In the meantime, please consider ``MaskedPair`` purely a fast container and use
``partialtorch.op(pair, ...)`` instead of ``pair.op(...)`` if not available.

**Note:** You cannot index ``MaskedPair`` with ``pair[..., 1:-1]`` as they acts like tuple of 2 elements when indexed.

### Operations

All registered ops can be accessed like any torch's custom C++ operator by calling ``torch.ops.partialtorch.[op_name]``
(the same way we call native ATen function ``torch.ops.aten.[op_name]``).
Their overloaded versions that accept ``Tensor`` are also registered for convenience
(but return type is always converted to ``MaskedPair``).

```python
import torch, partialtorch

x = torch.rand(5, 5)
px = partialtorch.rand_mask(x, 0.5)

# traditional
pout = torch.ops.partialtorch.sum(px, 0, keepdim=True)
# all exposed ops should be aliased inside partialtorch.ops
pout = partialtorch.ops.sum(px, 0, keepdim=True)
```

Furthermore, we inherit the naming convention of for inplace ops - appending a trailing ``_`` after their names
(``partialtorch.relu`` and ``partialtorch.relu_``).
They modify both data and mask of the first operand inplacely.

The usage is kept as close to the corresponding ``Tensor`` ops as possible.
Hence, further explaination is redundant.
A few examples can be found in [examples](examples) folder.

### Neural Network Layers

Only some layers are implemented in `partialtorch.nn` sub package.

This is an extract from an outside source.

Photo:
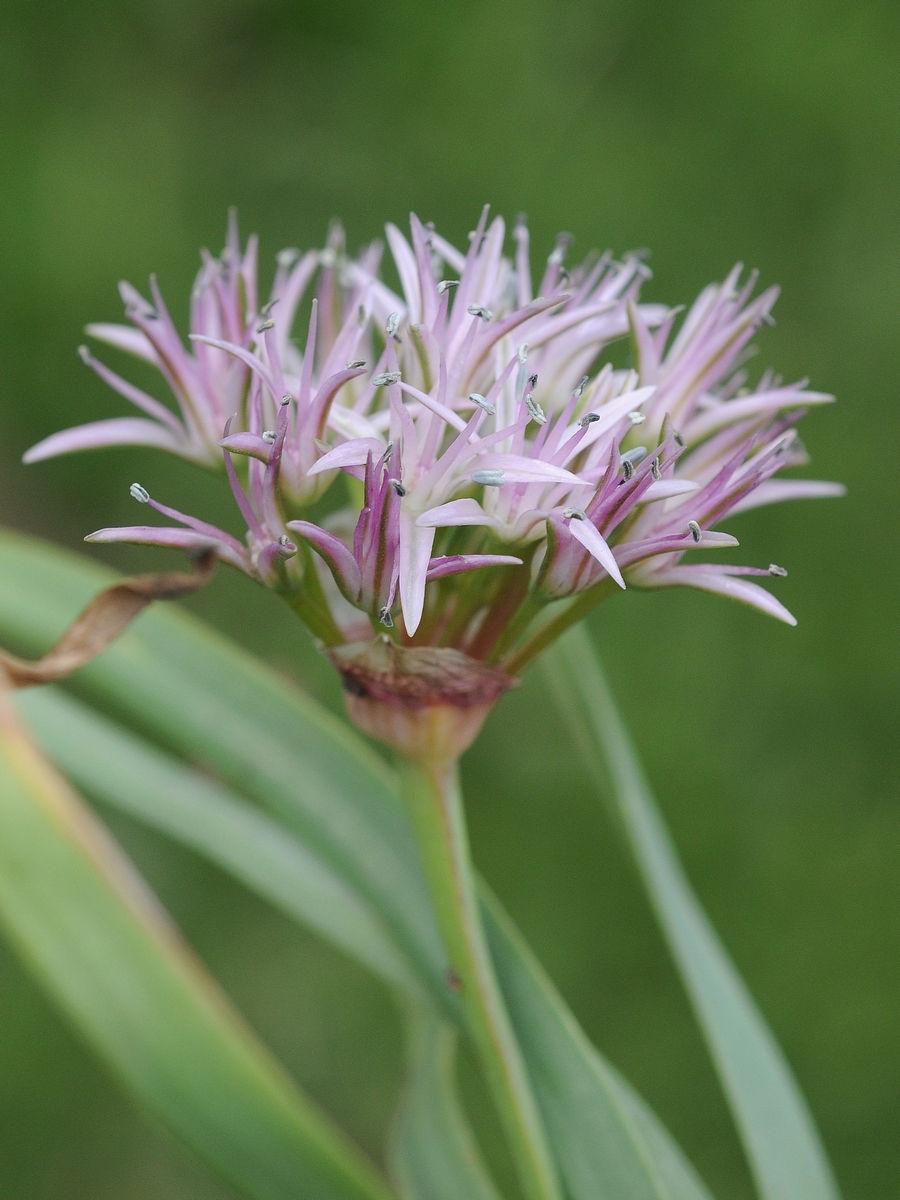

- `PartialConvNd`, `PartialConvTransposeNd`: [examples/partial_conv_example.py](examples/partial_conv_example.py)
- ``MaskedMaxPoolNd``, ``MaskedFractionalMaxPoolNd`` [examples/masked_max_pool_example.py](examples/masked_max_pool_example.py)
- `MaskedBatchNormNd`: [examples/masked_batchnorm_example.py](examples/masked_batchnorm_example.py)
- _More to be added_

## Citation

This code is part of another project of us. Citation will be added in the future.

## Acknowledgements

Part of the codebase are modified from the following repositories:

- https://github.com/pytorch/pytorch
- https://github.com/NVIDIA/partialconv

## License

The code is released under the MIT license. See [`LICENSE.txt`](LICENSE.txt) for details.